Samenvattend draait mindfulness om het wat meer grip krijgen op je aandachtsorgaan. Zo krijg je meer bewustzijn op waar je je mee bezig houdt. En automatisch ook meer keuzevrijheid. Je kunt beter gaan kiezen waar je je mee bezig wilt houden. Dat kan zijn meer aandacht richten op wat je om je heen ziet wanneer je wandelt. Of je telefoon wegleggen als je gaat eten, zodat je er meer van kan ervaren. Of meer aandacht hebben voor je lichaam. Zodat je je vermoeidheid of pijnlijke schouders eerder opmerkt en ergere klachten in de kiem kan smoren.

Oefeningen
Probeer het maar eens wanneer je buiten loopt. Richt je aandacht bewust op wat je ziet onder je, naast je, voor je en merk op wat je voelt op je gezicht. Warmte, koude, misschien de wind? Wat ruik je? Natuur, uitlaatgassen, het parfum van iemand die voorbij loopt? Wat roept het op? Is het aangenaam of juist niet?
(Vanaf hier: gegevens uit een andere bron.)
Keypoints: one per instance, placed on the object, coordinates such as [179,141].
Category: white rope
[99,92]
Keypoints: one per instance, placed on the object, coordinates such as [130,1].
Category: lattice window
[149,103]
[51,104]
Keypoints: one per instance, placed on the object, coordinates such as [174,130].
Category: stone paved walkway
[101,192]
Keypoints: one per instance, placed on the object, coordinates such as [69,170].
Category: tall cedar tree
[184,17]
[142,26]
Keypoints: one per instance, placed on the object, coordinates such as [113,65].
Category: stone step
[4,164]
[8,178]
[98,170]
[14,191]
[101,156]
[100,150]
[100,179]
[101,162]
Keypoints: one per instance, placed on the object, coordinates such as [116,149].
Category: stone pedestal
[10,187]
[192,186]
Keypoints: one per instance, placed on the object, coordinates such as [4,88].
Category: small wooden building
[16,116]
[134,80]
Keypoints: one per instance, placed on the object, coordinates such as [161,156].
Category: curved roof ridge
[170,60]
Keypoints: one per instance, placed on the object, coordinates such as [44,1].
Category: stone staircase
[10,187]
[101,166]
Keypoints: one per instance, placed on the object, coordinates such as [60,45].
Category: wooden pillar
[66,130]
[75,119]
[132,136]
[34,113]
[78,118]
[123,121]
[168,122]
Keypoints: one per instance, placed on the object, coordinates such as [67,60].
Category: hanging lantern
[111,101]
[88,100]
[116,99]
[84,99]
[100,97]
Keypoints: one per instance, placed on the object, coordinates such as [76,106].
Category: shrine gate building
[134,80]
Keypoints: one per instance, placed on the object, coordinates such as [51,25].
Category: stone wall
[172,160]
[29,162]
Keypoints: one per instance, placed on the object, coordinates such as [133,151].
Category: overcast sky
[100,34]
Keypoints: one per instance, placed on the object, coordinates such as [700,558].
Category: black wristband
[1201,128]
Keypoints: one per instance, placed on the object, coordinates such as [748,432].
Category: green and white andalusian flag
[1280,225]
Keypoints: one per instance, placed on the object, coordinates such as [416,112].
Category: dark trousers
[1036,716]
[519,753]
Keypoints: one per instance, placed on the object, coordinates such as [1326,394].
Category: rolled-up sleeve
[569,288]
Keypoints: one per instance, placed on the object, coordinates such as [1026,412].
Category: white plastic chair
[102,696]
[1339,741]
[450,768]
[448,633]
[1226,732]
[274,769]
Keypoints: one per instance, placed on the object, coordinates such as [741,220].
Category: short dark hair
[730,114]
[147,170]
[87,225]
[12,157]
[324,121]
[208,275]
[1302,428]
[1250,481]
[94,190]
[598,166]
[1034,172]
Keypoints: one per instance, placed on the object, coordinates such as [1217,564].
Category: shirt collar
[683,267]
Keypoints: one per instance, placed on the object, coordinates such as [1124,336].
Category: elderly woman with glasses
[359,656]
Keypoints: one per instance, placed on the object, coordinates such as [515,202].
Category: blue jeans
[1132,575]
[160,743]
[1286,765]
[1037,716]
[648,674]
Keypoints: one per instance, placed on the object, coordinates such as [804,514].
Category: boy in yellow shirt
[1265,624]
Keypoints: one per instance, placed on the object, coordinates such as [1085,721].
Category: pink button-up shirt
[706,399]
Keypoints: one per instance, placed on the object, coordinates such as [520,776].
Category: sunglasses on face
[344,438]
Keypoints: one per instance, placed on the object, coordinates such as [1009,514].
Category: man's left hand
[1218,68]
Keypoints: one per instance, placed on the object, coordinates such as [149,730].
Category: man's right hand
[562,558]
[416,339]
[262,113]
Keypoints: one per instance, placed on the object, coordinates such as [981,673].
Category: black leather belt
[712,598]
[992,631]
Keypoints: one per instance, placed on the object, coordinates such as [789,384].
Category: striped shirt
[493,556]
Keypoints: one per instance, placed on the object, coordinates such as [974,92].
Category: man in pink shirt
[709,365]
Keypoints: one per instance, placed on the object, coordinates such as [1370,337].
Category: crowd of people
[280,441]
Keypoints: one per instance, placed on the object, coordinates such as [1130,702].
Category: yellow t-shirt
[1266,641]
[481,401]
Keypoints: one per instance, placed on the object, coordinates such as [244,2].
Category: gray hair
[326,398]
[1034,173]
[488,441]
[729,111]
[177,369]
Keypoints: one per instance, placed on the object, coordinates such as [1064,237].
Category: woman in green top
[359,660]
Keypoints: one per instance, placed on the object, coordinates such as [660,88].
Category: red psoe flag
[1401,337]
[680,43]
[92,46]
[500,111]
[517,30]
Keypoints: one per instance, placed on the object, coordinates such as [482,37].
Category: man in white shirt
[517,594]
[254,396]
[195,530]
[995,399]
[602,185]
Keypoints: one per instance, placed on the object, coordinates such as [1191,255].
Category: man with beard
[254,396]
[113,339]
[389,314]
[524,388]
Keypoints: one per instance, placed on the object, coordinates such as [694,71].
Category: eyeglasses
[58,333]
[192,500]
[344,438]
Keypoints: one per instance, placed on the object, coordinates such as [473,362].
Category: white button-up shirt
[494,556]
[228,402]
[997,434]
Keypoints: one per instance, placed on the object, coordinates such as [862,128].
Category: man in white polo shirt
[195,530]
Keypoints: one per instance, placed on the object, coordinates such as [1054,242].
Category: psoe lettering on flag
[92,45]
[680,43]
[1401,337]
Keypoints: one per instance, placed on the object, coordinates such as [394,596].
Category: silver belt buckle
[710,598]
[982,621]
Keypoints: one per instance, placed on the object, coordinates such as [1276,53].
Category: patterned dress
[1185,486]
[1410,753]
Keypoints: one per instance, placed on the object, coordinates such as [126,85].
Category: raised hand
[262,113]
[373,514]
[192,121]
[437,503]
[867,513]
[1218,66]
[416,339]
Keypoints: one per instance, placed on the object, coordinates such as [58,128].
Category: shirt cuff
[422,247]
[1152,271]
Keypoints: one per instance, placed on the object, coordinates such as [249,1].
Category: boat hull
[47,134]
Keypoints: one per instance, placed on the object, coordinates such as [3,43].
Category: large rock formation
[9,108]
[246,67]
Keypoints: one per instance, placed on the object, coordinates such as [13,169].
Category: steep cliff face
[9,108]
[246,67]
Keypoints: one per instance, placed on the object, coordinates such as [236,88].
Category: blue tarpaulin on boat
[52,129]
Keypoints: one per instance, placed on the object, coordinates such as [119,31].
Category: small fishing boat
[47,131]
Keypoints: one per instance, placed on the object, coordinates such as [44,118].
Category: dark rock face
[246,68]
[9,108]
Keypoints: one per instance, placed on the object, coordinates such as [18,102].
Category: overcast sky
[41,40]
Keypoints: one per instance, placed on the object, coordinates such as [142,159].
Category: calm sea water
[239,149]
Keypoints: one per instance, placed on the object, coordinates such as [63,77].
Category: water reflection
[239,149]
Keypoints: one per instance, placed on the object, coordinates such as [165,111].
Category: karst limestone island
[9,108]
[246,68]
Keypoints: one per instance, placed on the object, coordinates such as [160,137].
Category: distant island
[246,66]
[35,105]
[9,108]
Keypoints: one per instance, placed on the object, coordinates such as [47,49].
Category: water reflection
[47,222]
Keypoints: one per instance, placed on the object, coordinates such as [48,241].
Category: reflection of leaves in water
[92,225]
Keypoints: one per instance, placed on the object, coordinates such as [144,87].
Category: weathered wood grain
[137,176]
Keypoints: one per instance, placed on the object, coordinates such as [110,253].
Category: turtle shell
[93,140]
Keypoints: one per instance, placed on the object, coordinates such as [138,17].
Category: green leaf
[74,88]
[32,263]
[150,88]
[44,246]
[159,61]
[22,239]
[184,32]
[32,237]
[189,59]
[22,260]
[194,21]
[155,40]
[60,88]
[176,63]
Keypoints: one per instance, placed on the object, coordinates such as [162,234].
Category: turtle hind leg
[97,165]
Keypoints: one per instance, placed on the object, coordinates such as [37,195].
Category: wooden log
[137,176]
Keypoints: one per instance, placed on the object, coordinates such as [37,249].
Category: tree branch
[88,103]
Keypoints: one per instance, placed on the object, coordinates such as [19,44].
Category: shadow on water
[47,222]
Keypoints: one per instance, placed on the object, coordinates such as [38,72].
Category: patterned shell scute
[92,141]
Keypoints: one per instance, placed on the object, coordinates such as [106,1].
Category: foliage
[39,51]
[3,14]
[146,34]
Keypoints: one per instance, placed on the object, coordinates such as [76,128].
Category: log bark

Of … een hele bekende en hele eenvoudige oefening in mindfulness: pak een rozijn en kijk eens van dichtbij naar de vorm, textuur, kleur, transparantie etc. Rol de rozijn maar eens heen en weer. Wat merk je, wat voel je? Stop de rozijn dan in je mond en let bewust op hoe dat voelt, de textuur, de smaak, wat het kauwen doet, etc.